During the course of the Future of News workshop, a number of interesting sites were mentioned. Here is a summary (I've also added some of others):
- NewsTrust: Dan Gillmor, who is involved with this site, mentioned NewsTrust in his panel presentation.
Our nonprofit, non-partisan project provides quality news feeds, news literacy tools and a trust network to help citizens make informed decisions about democracy.
The free NewsTrust.net website features daily feeds of quality news and opinions, which are carefully rated by our members, using our unique review tools. We rate the news based on quality, not just popularity. NewsTrust reviewers evaluate each article against core principles of journalism, such as fairness, evidence, sourcing and context.

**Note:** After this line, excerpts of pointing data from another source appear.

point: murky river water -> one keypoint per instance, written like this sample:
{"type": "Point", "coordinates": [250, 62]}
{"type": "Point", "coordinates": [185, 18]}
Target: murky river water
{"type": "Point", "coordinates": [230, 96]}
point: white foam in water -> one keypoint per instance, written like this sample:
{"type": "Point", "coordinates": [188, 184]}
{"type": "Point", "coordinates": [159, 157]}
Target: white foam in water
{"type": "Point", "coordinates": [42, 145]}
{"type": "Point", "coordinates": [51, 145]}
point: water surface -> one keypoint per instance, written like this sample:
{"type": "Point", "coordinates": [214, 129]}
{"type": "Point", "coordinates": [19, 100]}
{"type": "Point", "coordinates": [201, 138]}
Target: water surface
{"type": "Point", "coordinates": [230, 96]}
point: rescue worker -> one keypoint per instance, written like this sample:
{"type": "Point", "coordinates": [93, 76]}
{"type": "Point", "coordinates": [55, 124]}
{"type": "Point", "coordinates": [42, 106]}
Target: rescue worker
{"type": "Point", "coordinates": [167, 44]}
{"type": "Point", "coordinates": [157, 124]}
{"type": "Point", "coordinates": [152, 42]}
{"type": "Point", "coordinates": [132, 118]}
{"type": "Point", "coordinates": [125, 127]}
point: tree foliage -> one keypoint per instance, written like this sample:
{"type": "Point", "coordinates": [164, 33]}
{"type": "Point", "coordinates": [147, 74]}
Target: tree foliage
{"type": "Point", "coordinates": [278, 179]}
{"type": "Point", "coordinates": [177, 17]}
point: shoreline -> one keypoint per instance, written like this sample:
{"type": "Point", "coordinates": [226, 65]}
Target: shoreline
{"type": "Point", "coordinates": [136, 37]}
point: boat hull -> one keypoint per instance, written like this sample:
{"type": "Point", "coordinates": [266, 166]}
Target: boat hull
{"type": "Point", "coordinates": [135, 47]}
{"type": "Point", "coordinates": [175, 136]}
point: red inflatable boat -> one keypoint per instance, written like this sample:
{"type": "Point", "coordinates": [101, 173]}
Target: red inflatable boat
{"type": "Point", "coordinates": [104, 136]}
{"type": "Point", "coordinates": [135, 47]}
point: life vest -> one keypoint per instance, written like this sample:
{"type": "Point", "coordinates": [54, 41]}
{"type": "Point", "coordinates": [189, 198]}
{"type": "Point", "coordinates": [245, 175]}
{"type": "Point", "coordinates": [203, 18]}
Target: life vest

NewsCred is a digital newspaper that will give you all the world's credible news in one place. We aggregate news from hundreds of mainstream media sources, as well as established blogs, and let our users personalize their digital newspaper within seconds, without any fuss. Our community votes on the credibility of articles, authors and news sources, and we apply our CredRank algorithms to ensure you only get the highest quality news from the sources you love.
- ProPublica: Also mentioned by Dan Gillmor.
ProPublica is an independent, non-profit newsroom that will produce investigative journalism in the public interest. Our work will focus exclusively on truly important stories, stories with "moral force." We will do this by producing journalism that shines a light on exploitation of the weak by the strong and on the failures of those with power to vindicate the trust placed in them.
- Arts and Letters Daily: David Robertson mentioned this in his keynote. Essentially a editorial approach to high quality, current news items. I'm also intrigued by the early 1900s newspaper look and feel.